Spanish Broom

We inherited a big rangy looking rounded shrub in the back yard when we moved in. In fact, there were several, apparently lots of seedlings from the main plant had spread about. We took all of them out, but left the one big parent plant.


It's Spanish Broom, Spartium junceum. It stayed evergreen all winter. It's upright, coarse looking, and  the foliage is thin, stiff, and needle-like.


Now, in late April, Spanish Broom is flowering. It has pea-like yellow flowers all over the thin stalks of foliage. It's hard to photograph -- the leaves are so narrow and the flowers are tiny.


And boy, is it fragrant. It's a heavy smell, very spicy, sometimes musky and unpleasant, but mostly just strongly sweet and noticeably perfumed.


The flowers are either butter-and-sugar white with pale yellow, or strongly golden yellow. I can't tell if they are different colors as they mature -- starting out one color and then turning another -- or if the plant really has two different flower colors at once.

Half the shrub has these pretty cream colored blooms . . .
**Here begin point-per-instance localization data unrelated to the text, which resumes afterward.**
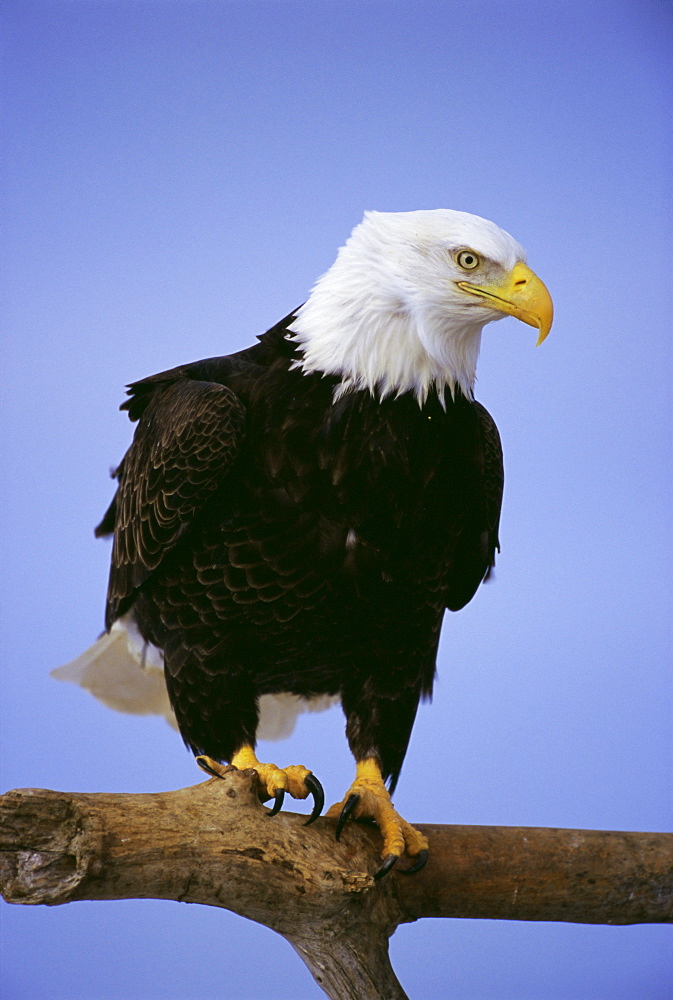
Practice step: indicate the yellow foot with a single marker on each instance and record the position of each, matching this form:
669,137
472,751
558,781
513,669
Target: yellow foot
274,781
368,798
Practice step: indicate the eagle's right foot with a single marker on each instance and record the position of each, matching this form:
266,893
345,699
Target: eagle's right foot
274,781
368,798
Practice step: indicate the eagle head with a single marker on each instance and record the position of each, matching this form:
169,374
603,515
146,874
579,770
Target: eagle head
403,306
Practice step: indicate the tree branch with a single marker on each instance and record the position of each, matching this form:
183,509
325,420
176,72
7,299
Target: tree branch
213,844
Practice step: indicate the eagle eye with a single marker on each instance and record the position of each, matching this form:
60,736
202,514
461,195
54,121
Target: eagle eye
467,259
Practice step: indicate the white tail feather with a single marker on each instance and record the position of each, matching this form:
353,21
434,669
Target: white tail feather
127,674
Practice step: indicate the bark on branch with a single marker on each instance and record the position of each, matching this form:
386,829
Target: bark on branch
213,843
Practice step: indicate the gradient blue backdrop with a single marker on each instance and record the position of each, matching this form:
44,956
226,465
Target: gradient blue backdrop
178,174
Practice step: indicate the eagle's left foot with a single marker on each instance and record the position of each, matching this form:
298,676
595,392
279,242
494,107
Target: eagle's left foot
274,781
368,798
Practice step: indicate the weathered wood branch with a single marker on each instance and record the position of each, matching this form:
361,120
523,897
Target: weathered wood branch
213,844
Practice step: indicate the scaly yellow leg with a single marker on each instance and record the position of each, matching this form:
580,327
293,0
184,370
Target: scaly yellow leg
368,798
274,781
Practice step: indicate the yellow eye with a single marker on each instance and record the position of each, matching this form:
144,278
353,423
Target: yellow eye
468,260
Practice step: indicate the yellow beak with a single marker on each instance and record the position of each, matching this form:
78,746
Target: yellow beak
521,294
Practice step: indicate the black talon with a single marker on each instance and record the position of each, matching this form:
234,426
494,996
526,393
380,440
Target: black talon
316,790
348,808
278,802
387,865
417,865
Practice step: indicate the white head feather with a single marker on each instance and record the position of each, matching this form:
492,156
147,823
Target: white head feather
389,317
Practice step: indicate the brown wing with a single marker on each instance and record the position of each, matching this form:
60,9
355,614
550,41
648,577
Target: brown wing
186,441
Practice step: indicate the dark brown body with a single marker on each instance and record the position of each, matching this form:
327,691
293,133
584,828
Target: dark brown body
269,539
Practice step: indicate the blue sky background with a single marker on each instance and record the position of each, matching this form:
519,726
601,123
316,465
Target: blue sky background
177,175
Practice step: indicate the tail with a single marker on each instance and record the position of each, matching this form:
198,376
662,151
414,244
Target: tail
123,672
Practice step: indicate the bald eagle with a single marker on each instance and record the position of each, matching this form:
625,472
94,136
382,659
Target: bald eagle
291,521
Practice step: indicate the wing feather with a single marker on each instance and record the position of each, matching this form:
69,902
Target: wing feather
187,439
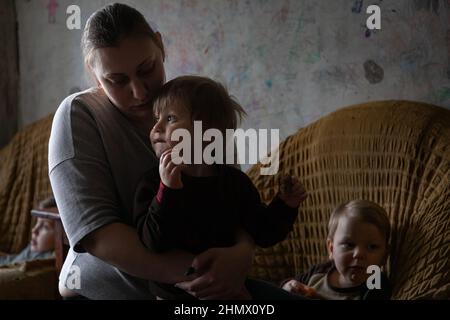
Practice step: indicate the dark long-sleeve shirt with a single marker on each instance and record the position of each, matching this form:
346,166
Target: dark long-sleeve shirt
206,213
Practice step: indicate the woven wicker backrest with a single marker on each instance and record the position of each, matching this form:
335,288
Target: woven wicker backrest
23,183
396,153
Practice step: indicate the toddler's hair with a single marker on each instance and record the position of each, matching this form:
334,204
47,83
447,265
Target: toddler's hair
366,211
207,100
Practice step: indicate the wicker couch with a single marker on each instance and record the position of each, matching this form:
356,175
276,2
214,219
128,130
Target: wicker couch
396,153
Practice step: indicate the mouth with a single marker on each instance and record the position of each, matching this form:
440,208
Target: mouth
356,268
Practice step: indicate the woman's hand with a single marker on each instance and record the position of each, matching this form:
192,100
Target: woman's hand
170,173
221,272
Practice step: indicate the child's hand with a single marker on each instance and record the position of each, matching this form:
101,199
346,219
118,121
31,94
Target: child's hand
170,173
294,286
292,192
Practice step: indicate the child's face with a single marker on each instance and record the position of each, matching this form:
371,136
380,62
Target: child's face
42,236
173,116
356,245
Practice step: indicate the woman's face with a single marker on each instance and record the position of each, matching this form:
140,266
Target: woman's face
130,75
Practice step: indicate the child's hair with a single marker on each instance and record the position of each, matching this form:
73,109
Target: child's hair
365,210
206,99
107,26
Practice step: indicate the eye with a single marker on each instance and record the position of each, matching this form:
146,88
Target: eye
118,82
148,69
347,245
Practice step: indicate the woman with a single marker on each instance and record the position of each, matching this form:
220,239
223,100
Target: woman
98,150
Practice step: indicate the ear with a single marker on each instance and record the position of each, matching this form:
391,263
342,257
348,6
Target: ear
330,248
91,72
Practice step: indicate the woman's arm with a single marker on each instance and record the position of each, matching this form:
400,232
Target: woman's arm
118,244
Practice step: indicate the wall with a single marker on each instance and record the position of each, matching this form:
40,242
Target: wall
288,62
9,72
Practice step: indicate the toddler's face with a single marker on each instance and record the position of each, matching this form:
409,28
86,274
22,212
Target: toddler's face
171,117
130,75
356,246
42,236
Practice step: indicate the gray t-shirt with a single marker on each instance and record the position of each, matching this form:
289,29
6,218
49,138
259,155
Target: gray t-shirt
96,157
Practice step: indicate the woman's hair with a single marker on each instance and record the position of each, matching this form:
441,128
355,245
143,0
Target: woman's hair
108,26
207,100
364,210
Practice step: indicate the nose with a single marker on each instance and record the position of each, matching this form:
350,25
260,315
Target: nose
139,90
359,253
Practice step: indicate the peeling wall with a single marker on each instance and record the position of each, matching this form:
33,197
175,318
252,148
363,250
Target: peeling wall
288,62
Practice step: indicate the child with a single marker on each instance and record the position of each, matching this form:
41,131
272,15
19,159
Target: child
358,236
42,242
200,206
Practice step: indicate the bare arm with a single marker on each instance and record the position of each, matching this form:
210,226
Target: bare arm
118,244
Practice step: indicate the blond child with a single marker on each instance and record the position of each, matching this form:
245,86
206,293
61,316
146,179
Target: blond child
42,242
358,237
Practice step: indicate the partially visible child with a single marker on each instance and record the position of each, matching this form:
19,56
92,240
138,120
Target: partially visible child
42,242
202,206
358,236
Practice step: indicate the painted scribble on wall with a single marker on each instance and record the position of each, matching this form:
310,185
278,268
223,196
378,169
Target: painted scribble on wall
288,62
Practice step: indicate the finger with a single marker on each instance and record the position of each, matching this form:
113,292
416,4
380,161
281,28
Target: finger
176,170
195,285
203,261
165,153
165,158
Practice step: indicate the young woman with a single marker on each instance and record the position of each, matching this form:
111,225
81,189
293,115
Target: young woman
98,150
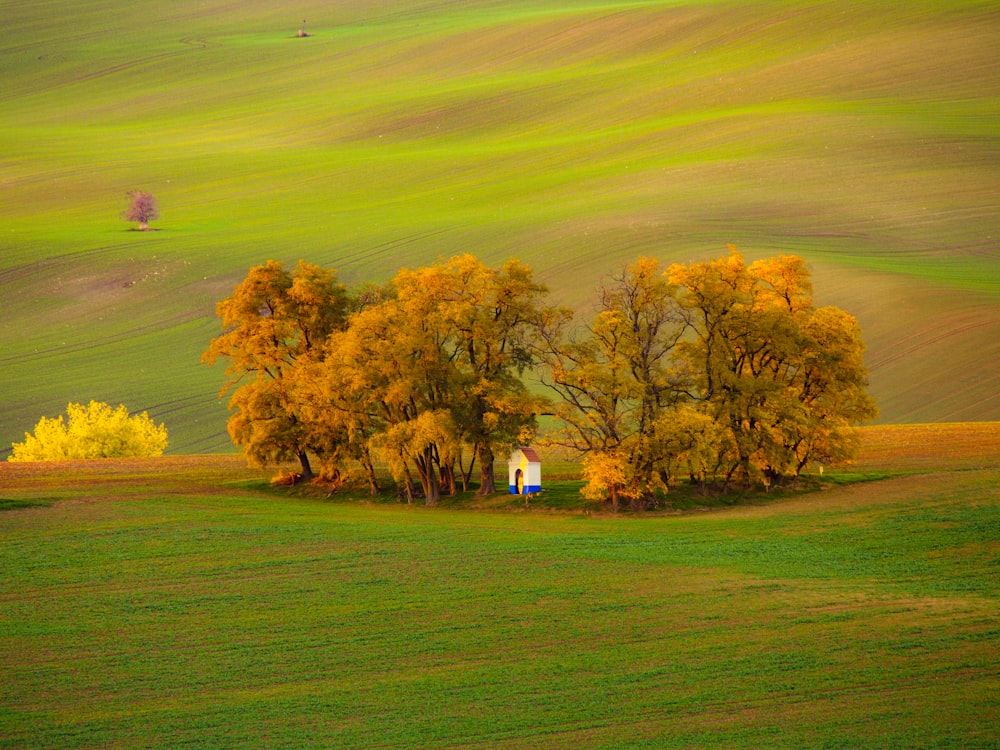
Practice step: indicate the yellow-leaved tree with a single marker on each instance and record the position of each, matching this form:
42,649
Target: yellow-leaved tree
93,431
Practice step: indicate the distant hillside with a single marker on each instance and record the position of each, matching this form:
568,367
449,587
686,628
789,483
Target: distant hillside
574,136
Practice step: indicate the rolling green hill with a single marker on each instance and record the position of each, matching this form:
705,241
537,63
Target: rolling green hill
574,136
180,602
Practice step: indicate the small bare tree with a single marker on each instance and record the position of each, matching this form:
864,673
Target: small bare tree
142,208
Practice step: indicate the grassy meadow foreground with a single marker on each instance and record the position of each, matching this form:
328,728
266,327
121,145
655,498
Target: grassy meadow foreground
182,601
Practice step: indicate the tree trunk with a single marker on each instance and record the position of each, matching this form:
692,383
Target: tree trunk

 . . . . and half the shrub sports sunny golden yellow blooms, all at the same time.


For such a rough looking plant, it has delicate flowers. It's a tough one -- it grows in adverse, dry, lean soil conditions and is great for erosion control. It's invasive in California.


Most sources say it's cold hardy to zone 8 or zone 7 -- which is odd, since Santa Fe is colder than that in most winters, but here it is, happy, thriving, setting many seedlings  and now blooming fragrantly.